Aus Anlass der heute beginnenden Internationalen Funkausstellung in Berlin hat der ARD-Vorsitzende Fritz Raff, die Sorge geäußert, dass im Umfeld der IFA eine medienpolitische Diskussion mit dem Ziel stattfindet, die Aktivitäten von ARD und ZDF im Onlinebereich einzugrenzen. Die Consumer-Messe werde dazu benutzt, den öffentlich-rechtlichen Rundfunk so einzugrenzen, "dass er Probleme bekommt, nachwachsende Generationen mit seinen Inhalten noch zu erreichen".

Moderation: Christoph Heinemann |
    Christoph Heinemann: Am Telefon ist der ARD-Vorsitzende und Intendant des Saarländischen Rundfunks Fritz Raff.

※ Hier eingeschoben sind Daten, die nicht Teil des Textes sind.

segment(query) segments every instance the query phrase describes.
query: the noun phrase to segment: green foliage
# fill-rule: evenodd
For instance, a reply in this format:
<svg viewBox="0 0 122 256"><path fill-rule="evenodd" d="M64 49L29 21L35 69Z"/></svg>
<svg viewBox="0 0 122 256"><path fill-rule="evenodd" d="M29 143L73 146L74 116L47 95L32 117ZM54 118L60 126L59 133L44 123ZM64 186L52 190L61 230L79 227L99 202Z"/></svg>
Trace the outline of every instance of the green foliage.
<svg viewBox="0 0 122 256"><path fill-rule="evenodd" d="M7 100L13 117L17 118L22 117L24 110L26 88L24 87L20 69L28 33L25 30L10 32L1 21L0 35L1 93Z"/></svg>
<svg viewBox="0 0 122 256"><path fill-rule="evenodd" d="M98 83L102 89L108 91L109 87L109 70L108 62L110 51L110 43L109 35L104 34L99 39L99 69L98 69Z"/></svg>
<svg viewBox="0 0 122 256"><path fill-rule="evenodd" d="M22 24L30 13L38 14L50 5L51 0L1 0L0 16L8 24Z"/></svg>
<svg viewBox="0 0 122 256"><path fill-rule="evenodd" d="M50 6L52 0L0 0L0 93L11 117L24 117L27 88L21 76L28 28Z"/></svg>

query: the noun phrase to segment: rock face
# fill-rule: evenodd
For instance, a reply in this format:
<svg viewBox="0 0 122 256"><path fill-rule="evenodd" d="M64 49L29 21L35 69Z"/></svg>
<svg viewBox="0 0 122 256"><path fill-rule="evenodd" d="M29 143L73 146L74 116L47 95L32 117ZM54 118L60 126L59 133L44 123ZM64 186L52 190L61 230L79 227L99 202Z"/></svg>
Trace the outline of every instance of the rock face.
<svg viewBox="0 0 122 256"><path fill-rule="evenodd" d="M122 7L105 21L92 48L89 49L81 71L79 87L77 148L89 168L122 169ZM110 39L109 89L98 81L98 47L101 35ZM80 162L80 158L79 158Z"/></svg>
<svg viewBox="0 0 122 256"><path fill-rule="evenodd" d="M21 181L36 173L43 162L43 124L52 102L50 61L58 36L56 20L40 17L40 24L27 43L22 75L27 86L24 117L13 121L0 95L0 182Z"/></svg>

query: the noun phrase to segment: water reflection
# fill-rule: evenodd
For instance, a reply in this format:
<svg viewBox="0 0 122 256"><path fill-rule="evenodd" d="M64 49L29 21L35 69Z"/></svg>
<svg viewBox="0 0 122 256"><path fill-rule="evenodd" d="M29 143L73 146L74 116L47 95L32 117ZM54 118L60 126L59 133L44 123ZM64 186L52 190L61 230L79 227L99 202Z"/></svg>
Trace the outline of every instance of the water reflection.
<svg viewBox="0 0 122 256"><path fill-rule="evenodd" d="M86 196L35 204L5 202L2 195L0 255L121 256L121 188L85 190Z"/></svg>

Guten Morgen!

    Fritz Raff: Guten Morgen!

    Heinemann: Herr Raff, auf der IFAist alles zu sehen, was es gibt, technisch, und das, es geben wird. Auf welche technische Neuerung freuen Sie sich?

    Raff: Nun, ich freue mich zum Beispiel darauf, dass die ARD zunächst mal als Showcase ihre zukünftige ARD-Mediathek präsentieren wird und dass wir - ebenfalls in einem Showcase - HDTV-Angebote von Seiten der ARD anbieten können. Das, glaube ich, sind zwei wichtige Dinge.

    Heinemann: Showcase ist so modern, dass es dafür kein deutsches Wort gibt?

    Raff: Mir ist keines eingefallen. Es ist ein Schaufenster, wenn Sie so wollen, weil es nicht für alle zugänglich ist. Bei unserer ARD-Mediathek sieht es so aus, dass wir sie lediglich auf der Funkausstellung präsentieren, dort ist noch viel zu erarbeiten und dort gibt es auch noch Verfahren letztendlich zu beachten, die wir einhalten müssen, wenn wir mit diesem Angebot letztendlich an den Markt gehen.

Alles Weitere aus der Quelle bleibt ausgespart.